Each week, I receive tons of questions from my listeners about tech concerns, new products and all things digital. Sometimes choosing the most interesting questions to highlight is the best part of my job.
This week, I received questions on tracking a phone's location, Bluetooth equipped-cars, spying smart TVs and more. Do you have a question you'd like to ask me? Click here to email me directly.
Track a Phone’s Location
Q: I would like to track my wife’s location. She is never, ever without her phone. Can I track her phone, so I know where she is around town?
A: Before I answer your question, be sure that you are doing this for the right reasons. Many people keep track of their loved ones, especially children, and elderly parents. As you know, transparency is extremely important in any relationship. Now that we've gotten that out of the way, yes, there are very simple ways to track a smartphone, whether the device is yours or it belongs to someone else.
Q: I have an older car. Can I buy something that lets me use Bluetooth in my classic?
A: Almost any new car you buy nowadays is Bluetooth-equipped, so it's easy to feel left out if you are buying used or you’re driving an old-yet-dependable vehicle. Bluetooth is especially valuable in states where talking on your cellphone is a fineable offense. Luckily, there are some pretty simple ways to add Bluetooth to your ride, which should make driving feel like a whole new experience.
Spying Smart TVs
Q: My Smart TV has a camera and microphone. How do I know it’s not spying on me?
A: If you don't know anything about smart TVs, this question might sound paranoid.

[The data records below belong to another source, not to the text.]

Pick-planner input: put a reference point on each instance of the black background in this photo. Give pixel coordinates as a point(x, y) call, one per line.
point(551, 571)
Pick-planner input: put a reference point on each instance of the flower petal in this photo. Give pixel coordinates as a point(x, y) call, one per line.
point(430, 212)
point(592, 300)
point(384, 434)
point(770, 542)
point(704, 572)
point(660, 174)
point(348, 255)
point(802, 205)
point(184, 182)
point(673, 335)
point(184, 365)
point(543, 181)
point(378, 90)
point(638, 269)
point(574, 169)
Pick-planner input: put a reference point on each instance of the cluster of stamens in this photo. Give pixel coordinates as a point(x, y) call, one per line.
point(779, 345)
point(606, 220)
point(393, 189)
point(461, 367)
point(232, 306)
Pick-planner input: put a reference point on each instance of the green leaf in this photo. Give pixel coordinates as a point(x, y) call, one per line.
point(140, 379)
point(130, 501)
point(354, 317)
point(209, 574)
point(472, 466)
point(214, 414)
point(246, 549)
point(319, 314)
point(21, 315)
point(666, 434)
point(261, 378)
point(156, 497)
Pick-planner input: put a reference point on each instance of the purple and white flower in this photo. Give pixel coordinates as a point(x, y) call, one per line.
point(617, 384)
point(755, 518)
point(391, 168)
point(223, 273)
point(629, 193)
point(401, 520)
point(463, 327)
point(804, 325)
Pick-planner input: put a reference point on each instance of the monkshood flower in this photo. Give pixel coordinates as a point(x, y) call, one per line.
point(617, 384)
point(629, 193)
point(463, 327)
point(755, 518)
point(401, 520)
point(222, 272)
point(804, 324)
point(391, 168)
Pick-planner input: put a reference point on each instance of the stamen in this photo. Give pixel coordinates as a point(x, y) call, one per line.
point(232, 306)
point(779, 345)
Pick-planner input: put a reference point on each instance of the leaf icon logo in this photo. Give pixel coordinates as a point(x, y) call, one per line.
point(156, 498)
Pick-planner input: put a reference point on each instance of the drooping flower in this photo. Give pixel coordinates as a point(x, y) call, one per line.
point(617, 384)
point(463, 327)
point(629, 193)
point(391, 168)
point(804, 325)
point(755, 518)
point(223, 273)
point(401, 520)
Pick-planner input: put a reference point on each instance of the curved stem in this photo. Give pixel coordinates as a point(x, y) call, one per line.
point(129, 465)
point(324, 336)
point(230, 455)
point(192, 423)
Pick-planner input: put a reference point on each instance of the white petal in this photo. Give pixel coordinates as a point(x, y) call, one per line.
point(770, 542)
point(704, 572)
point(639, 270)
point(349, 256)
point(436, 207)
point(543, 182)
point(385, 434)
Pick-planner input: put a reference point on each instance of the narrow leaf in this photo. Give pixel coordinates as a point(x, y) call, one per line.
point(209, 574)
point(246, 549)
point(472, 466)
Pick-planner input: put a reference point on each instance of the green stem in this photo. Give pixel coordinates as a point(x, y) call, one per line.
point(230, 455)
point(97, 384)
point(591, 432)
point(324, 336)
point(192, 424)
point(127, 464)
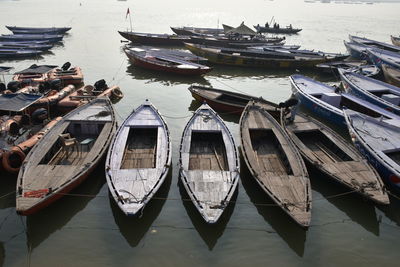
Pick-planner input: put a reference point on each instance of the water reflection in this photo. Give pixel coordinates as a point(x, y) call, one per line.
point(43, 224)
point(164, 78)
point(285, 227)
point(210, 233)
point(134, 228)
point(353, 205)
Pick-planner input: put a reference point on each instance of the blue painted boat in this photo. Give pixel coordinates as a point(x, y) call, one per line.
point(38, 30)
point(328, 102)
point(52, 38)
point(379, 56)
point(374, 43)
point(382, 94)
point(379, 142)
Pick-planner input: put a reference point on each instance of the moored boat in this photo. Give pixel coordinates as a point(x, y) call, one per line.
point(378, 141)
point(209, 163)
point(228, 101)
point(335, 158)
point(275, 163)
point(392, 75)
point(65, 156)
point(160, 62)
point(379, 93)
point(139, 159)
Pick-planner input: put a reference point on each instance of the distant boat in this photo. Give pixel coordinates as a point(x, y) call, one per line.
point(285, 30)
point(395, 40)
point(52, 38)
point(38, 30)
point(392, 75)
point(378, 141)
point(154, 38)
point(379, 93)
point(162, 62)
point(228, 101)
point(328, 102)
point(335, 158)
point(139, 159)
point(275, 163)
point(65, 156)
point(209, 163)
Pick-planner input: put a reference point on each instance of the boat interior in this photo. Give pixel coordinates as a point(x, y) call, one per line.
point(207, 151)
point(324, 149)
point(140, 149)
point(269, 152)
point(73, 144)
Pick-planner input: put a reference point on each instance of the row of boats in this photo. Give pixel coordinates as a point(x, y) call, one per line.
point(29, 41)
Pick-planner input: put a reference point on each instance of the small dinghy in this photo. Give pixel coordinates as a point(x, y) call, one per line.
point(209, 163)
point(65, 156)
point(334, 157)
point(139, 159)
point(379, 142)
point(275, 162)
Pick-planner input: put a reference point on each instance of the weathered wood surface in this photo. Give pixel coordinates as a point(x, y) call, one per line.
point(138, 159)
point(335, 157)
point(209, 164)
point(61, 174)
point(275, 163)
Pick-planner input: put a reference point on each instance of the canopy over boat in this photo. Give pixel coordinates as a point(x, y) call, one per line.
point(17, 102)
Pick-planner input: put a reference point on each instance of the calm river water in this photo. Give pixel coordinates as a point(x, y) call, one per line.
point(89, 230)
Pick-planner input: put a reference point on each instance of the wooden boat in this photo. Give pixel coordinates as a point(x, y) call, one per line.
point(86, 94)
point(227, 101)
point(155, 39)
point(335, 158)
point(395, 40)
point(359, 66)
point(328, 102)
point(223, 41)
point(139, 159)
point(69, 76)
point(51, 38)
point(209, 163)
point(253, 59)
point(378, 141)
point(165, 63)
point(379, 93)
point(275, 163)
point(183, 55)
point(285, 30)
point(38, 30)
point(380, 56)
point(65, 156)
point(197, 31)
point(374, 44)
point(392, 75)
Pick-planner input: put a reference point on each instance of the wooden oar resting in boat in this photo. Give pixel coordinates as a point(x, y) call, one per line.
point(65, 155)
point(138, 159)
point(209, 163)
point(275, 162)
point(334, 157)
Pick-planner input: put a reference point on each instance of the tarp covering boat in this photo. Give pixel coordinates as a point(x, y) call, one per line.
point(17, 102)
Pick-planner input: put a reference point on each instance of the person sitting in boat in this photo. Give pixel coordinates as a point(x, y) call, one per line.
point(291, 105)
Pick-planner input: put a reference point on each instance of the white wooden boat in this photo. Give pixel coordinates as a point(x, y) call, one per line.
point(209, 163)
point(138, 159)
point(275, 162)
point(335, 157)
point(379, 142)
point(65, 155)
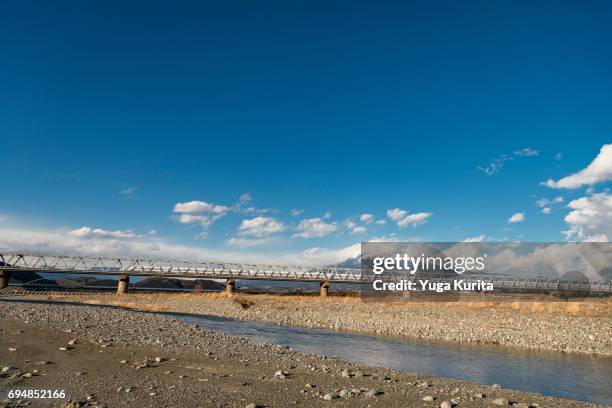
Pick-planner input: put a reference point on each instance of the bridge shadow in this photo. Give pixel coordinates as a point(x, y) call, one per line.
point(115, 307)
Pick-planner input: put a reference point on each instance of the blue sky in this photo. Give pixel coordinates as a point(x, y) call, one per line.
point(114, 113)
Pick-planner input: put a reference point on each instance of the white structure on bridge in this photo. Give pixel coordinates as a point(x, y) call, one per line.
point(10, 262)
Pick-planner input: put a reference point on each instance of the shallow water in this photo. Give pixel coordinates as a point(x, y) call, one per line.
point(577, 377)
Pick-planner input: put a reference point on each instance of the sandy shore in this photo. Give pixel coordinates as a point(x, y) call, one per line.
point(110, 357)
point(579, 327)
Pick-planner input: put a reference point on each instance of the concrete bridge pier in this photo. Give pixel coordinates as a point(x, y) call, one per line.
point(5, 276)
point(323, 288)
point(122, 287)
point(229, 286)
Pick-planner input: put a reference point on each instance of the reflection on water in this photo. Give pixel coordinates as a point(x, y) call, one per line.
point(577, 377)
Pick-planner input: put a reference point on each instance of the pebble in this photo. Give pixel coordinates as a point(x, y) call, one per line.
point(373, 393)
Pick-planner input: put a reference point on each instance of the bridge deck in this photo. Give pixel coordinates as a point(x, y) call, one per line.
point(224, 270)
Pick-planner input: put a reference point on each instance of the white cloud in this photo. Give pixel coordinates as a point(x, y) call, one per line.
point(260, 227)
point(245, 198)
point(479, 238)
point(200, 212)
point(402, 218)
point(527, 152)
point(325, 256)
point(88, 232)
point(495, 165)
point(200, 207)
point(518, 217)
point(367, 218)
point(590, 218)
point(314, 227)
point(248, 243)
point(348, 223)
point(129, 192)
point(598, 171)
point(543, 202)
point(359, 230)
point(129, 245)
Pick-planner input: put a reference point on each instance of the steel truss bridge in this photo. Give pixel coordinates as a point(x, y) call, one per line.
point(231, 271)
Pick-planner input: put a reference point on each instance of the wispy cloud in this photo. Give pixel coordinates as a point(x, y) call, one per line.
point(526, 152)
point(517, 217)
point(260, 227)
point(129, 192)
point(403, 219)
point(598, 171)
point(367, 218)
point(497, 164)
point(479, 238)
point(314, 227)
point(296, 211)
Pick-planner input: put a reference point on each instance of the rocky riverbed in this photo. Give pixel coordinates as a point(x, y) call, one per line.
point(453, 322)
point(104, 357)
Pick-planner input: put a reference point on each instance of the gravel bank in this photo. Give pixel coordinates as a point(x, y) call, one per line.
point(111, 357)
point(432, 321)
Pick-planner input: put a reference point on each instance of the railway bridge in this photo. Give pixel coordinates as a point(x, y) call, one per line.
point(124, 268)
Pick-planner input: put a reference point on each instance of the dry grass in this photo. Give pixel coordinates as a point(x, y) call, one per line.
point(167, 302)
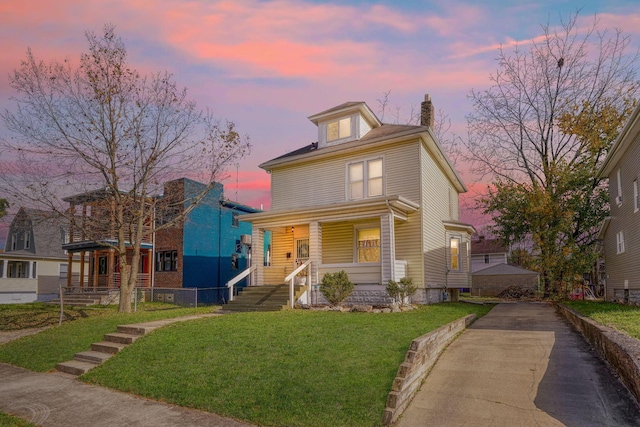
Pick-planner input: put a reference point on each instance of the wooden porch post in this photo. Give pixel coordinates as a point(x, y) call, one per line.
point(257, 255)
point(315, 251)
point(82, 269)
point(388, 248)
point(95, 268)
point(69, 269)
point(110, 268)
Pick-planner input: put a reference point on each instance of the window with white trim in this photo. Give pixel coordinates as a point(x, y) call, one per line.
point(368, 244)
point(454, 248)
point(63, 270)
point(619, 181)
point(365, 179)
point(620, 242)
point(167, 261)
point(339, 129)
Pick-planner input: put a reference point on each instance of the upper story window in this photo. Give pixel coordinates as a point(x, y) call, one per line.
point(366, 179)
point(620, 242)
point(619, 196)
point(167, 261)
point(455, 254)
point(339, 129)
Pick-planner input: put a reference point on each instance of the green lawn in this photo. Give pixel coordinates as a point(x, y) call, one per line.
point(293, 368)
point(81, 327)
point(624, 318)
point(9, 421)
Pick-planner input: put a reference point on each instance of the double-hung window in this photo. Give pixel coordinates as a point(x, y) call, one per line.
point(167, 261)
point(365, 179)
point(455, 254)
point(339, 129)
point(620, 242)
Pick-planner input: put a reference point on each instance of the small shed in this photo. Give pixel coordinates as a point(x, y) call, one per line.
point(489, 282)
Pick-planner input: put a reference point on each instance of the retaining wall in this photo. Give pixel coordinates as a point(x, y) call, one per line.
point(421, 356)
point(620, 350)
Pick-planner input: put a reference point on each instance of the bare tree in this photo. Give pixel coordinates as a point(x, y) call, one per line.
point(102, 125)
point(541, 131)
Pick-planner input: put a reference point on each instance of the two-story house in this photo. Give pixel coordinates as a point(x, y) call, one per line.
point(33, 264)
point(379, 201)
point(203, 250)
point(620, 232)
point(207, 248)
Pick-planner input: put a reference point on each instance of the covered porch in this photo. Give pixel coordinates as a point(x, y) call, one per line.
point(357, 237)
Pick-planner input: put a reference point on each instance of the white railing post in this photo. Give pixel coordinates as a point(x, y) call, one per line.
point(291, 293)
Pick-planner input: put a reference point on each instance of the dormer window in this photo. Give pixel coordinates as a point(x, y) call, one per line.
point(339, 129)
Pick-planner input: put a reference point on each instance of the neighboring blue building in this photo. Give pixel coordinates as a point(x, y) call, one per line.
point(207, 249)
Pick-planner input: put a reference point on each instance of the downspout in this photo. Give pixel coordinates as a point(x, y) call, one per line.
point(219, 243)
point(393, 261)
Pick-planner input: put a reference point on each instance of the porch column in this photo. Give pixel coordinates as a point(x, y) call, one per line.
point(111, 281)
point(257, 255)
point(82, 269)
point(388, 248)
point(315, 252)
point(69, 269)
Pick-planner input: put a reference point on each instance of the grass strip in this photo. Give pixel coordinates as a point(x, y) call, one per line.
point(624, 318)
point(293, 368)
point(41, 352)
point(7, 420)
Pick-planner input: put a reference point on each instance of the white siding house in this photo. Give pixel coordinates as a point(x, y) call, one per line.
point(379, 201)
point(33, 264)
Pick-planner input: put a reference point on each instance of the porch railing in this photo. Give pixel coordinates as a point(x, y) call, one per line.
point(292, 277)
point(231, 283)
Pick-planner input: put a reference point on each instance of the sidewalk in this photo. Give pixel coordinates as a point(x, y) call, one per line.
point(521, 365)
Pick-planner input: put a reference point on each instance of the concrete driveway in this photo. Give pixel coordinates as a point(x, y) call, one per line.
point(521, 365)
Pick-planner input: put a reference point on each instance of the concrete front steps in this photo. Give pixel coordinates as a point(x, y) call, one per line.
point(114, 343)
point(263, 298)
point(80, 300)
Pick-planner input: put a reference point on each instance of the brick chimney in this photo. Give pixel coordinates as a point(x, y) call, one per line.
point(427, 115)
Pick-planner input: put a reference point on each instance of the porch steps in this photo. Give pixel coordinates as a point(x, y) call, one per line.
point(83, 300)
point(114, 343)
point(262, 298)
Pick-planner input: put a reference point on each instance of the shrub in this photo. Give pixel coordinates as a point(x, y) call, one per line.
point(401, 292)
point(336, 287)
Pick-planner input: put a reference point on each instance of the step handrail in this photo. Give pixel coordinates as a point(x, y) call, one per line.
point(291, 278)
point(237, 278)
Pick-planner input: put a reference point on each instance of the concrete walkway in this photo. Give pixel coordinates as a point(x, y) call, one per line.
point(521, 365)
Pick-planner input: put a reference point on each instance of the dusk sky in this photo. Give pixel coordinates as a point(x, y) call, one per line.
point(268, 65)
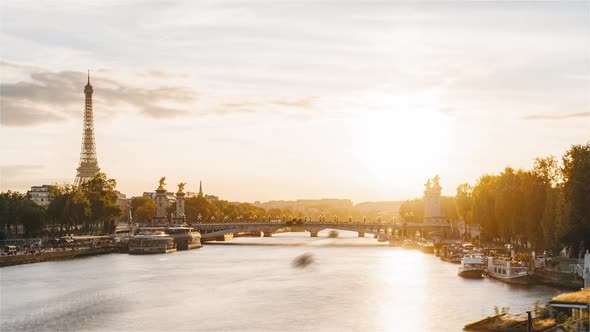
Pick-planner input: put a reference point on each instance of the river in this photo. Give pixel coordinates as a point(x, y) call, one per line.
point(255, 288)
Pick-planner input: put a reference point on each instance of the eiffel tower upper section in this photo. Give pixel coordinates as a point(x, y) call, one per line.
point(88, 167)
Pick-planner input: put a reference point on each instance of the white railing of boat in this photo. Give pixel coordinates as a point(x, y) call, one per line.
point(577, 269)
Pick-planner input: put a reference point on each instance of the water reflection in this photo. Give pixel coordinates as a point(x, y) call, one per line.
point(254, 288)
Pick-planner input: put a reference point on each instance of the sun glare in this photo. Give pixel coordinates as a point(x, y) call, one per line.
point(404, 143)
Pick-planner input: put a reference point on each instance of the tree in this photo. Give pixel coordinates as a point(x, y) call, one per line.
point(100, 191)
point(143, 209)
point(412, 210)
point(576, 190)
point(464, 202)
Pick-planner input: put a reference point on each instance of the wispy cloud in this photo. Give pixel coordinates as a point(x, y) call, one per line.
point(52, 96)
point(557, 116)
point(301, 103)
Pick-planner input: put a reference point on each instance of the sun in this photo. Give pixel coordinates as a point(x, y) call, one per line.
point(404, 143)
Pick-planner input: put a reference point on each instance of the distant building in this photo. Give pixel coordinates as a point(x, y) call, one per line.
point(40, 194)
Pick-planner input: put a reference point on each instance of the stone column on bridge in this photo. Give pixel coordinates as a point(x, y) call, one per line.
point(161, 204)
point(179, 215)
point(432, 201)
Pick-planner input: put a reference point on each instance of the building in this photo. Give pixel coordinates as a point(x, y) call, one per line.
point(88, 167)
point(41, 195)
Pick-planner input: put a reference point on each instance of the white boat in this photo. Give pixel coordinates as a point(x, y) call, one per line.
point(155, 243)
point(507, 270)
point(472, 266)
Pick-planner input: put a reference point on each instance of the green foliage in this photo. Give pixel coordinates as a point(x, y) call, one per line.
point(412, 210)
point(546, 207)
point(89, 208)
point(19, 215)
point(142, 209)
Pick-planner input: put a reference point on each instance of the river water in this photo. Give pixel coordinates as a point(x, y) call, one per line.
point(364, 287)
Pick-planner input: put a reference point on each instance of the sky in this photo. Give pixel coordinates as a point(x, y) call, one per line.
point(269, 100)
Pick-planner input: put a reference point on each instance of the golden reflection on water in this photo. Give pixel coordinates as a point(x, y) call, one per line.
point(403, 290)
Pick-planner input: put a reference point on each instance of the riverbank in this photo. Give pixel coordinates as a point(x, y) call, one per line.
point(323, 244)
point(55, 255)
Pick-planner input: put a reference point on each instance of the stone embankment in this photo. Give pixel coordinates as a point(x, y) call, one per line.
point(55, 255)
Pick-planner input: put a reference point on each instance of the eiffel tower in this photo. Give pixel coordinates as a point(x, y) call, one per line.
point(88, 167)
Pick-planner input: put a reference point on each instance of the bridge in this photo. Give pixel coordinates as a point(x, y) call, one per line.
point(220, 231)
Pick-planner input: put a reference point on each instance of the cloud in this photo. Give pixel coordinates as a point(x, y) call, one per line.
point(557, 116)
point(301, 103)
point(447, 110)
point(19, 170)
point(54, 96)
point(239, 105)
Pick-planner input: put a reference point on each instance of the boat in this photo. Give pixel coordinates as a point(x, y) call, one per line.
point(151, 242)
point(185, 238)
point(451, 253)
point(395, 241)
point(409, 244)
point(472, 266)
point(426, 247)
point(507, 270)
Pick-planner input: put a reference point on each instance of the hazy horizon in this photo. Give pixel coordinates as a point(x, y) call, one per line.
point(299, 100)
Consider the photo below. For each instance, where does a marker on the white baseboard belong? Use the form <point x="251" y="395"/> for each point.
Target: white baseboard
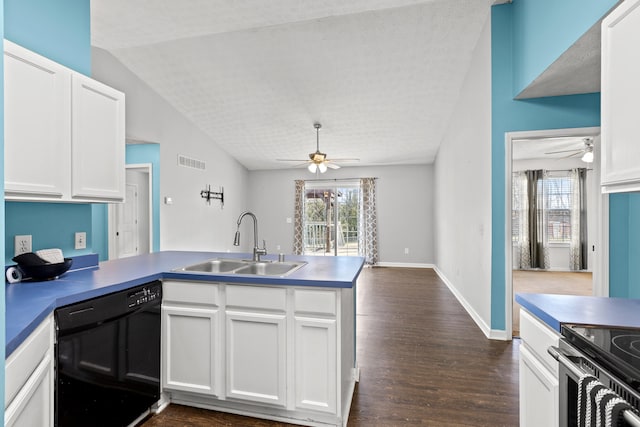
<point x="404" y="265"/>
<point x="494" y="334"/>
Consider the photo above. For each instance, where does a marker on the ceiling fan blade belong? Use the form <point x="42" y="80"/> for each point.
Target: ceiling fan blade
<point x="343" y="160"/>
<point x="578" y="153"/>
<point x="579" y="150"/>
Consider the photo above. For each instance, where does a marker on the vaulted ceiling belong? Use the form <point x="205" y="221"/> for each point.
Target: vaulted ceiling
<point x="382" y="76"/>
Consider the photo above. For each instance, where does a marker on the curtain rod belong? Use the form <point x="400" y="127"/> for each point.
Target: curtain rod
<point x="340" y="179"/>
<point x="555" y="170"/>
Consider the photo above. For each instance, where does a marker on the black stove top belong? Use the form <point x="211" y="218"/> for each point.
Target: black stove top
<point x="615" y="349"/>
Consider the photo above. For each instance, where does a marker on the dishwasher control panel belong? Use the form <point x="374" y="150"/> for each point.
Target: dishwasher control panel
<point x="149" y="293"/>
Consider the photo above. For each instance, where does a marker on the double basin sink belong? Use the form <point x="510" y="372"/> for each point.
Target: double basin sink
<point x="239" y="266"/>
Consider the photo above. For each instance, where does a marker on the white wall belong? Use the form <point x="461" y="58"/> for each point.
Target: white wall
<point x="405" y="208"/>
<point x="559" y="254"/>
<point x="463" y="190"/>
<point x="189" y="223"/>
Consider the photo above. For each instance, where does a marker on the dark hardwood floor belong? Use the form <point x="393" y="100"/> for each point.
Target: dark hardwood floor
<point x="423" y="361"/>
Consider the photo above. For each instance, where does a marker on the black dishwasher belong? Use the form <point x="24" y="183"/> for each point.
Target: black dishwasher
<point x="108" y="358"/>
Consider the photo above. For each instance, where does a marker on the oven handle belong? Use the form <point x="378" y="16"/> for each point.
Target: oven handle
<point x="629" y="416"/>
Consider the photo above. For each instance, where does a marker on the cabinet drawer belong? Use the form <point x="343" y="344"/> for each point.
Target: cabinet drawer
<point x="256" y="297"/>
<point x="26" y="358"/>
<point x="314" y="301"/>
<point x="203" y="293"/>
<point x="538" y="337"/>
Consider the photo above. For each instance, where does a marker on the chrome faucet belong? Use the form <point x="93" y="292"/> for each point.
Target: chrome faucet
<point x="257" y="251"/>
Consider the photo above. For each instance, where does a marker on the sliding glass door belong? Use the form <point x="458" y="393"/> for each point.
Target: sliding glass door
<point x="331" y="215"/>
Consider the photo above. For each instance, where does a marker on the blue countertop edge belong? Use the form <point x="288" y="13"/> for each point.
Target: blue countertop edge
<point x="29" y="303"/>
<point x="556" y="310"/>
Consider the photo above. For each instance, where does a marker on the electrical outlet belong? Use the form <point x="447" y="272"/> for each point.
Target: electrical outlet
<point x="22" y="244"/>
<point x="81" y="240"/>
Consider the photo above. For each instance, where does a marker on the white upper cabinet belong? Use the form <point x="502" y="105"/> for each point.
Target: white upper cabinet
<point x="619" y="93"/>
<point x="37" y="125"/>
<point x="97" y="141"/>
<point x="64" y="132"/>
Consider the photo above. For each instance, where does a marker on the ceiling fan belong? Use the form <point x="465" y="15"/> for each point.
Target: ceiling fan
<point x="318" y="161"/>
<point x="586" y="152"/>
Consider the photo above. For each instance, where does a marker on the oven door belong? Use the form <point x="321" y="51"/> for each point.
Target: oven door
<point x="571" y="367"/>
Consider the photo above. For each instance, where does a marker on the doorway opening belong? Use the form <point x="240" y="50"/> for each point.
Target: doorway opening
<point x="130" y="222"/>
<point x="569" y="219"/>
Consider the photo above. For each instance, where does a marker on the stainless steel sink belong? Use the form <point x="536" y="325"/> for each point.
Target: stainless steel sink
<point x="237" y="266"/>
<point x="270" y="268"/>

But these devices have caused an uproar in the cybersecurity community. Television manufacturers have tracked customers' viewing habits in the past. Things have gotten better in this regard, but there are settings you should check.
Dictation for Everyone
Q: I am a horrible typist. Can I use my voice instead?
A: You're not alone. In fact, there are so many people who hate to type on a keyboard it's amazing that dictation software isn't more popular. There are several handy apps that will translate your voice into printed words, and many of them are free. Just remember that orating your emails and term papers can require a lot of mental adjustment; and please, remember to proofread what you’ve “written.”
Secret Amazon Purchases
Q: My husband and I share an Amazon account. How can I buy him things without him knowing?
A: So how do you buy your hubby all those coveted gifts without him knowing that packages are on the way? After all, Amazon documents everything you order. But not surprisingly, the world's largest retailer is also quite aware of this problem, and there is a simple way to keep certain items private. Better yet, you can send those parcels to a physical address that your husband probably doesn’t know exists.
What questions do you have? Call my national radio show and click here to find it on your local radio station. You can listen to the Kim Komando Show on your phone, tablet or computer. From buying advice to digital life issues, click here for my free podcasts.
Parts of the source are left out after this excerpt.